A study of identical twins published today in the Aesthetic Surgery Journal, "Determinants of Breast Appearance and Aging in Twins," shows environmental factors play a key role in how a woman's breasts age.

Other factors like higher body mass index (BMI) and larger bra and cup sizes also contribute to accelerated breast aging, according to the study.

An estimated 316,848 women had breast augmentations and 127,054 had breast lifts performed in 2011, according to the American Society for Aesthetic Plastic Surgery.

Now, women can identify lifestyle behaviors that can slow the aging process to avoid surgical intervention, according to the study, which was funded by a grant from the Aesthetic Surgery Education and Research Foundation.

For the last three years, plastic surgeon Hooman T. Soltanian of University Hospitals Case Medical Center and Case Western Reserve University School of Medicine in Cleveland, Ohio, studied 161 pairs of twins.

"It's very rare that both twins have been through the same exact environmental factors throughout life," he said. "The idea was that they have the same [breasts] from a genetic standpoint. If we see a difference, it's more likely to be environmental factors."

Soltanian collected data from consenting women between the ages of 25 and 74 at the annual Twins Days Festival in Twinsberg, Ohio.

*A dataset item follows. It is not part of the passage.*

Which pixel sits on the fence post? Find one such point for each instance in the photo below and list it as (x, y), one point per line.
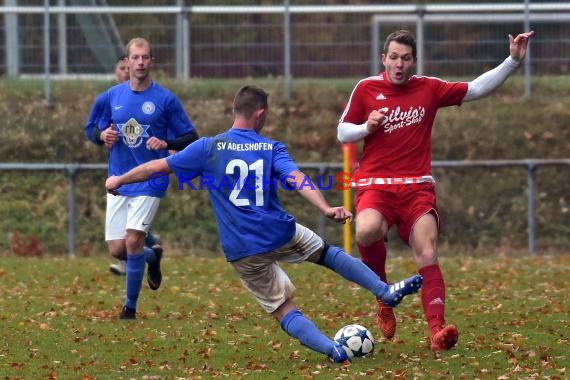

The average of the study participants was 45.5 years old.

"The twins come from all over the country for a weekend to have fun and celebrate," he said. "We have been using that opportunity to study their breasts. It's not a longitudinal study, but a cross-sectional study."

The study had two parts. First, each set of twins was given a questionnaire on lifestyle habits, such as smoking, drinking, number of pregnancies, use of a bra, stress at work, sports, hormone replacement therapy moisturizing and exposure to the sun. Each twin answered independently.

Then, photos of the twins' breasts were taken "in a secluded area by professionals." Those photos were "subjectively evaluated by independent reviewers."

Soltanian acknowledged there is "no objective measurement" for what makes a breast "beautiful." But researchers looked for skin tone, droopiness, shape and areola size.

With the data, researchers ran a regression model. "One by one, we check for different factors and try to weed out what is making a significant difference and what factors don't," he said.

Moisturizing seemed an "obvious" advantage on a breast's appearance, showing fewer wrinkles, according to Soltanian. "We know from facial analysis that if you take care of the skin, it slows the aging process down."

Those who received hormone replacement therapy after menopause had more attractive breast shape, size, projection, areolar shape and areolar size.

The study seemed to refute myths about the negative effects of nursing a baby, findings that even surprised Soltanian. Even though the size and shape of the areola had suffered, the skin quality was better in women who breast fed.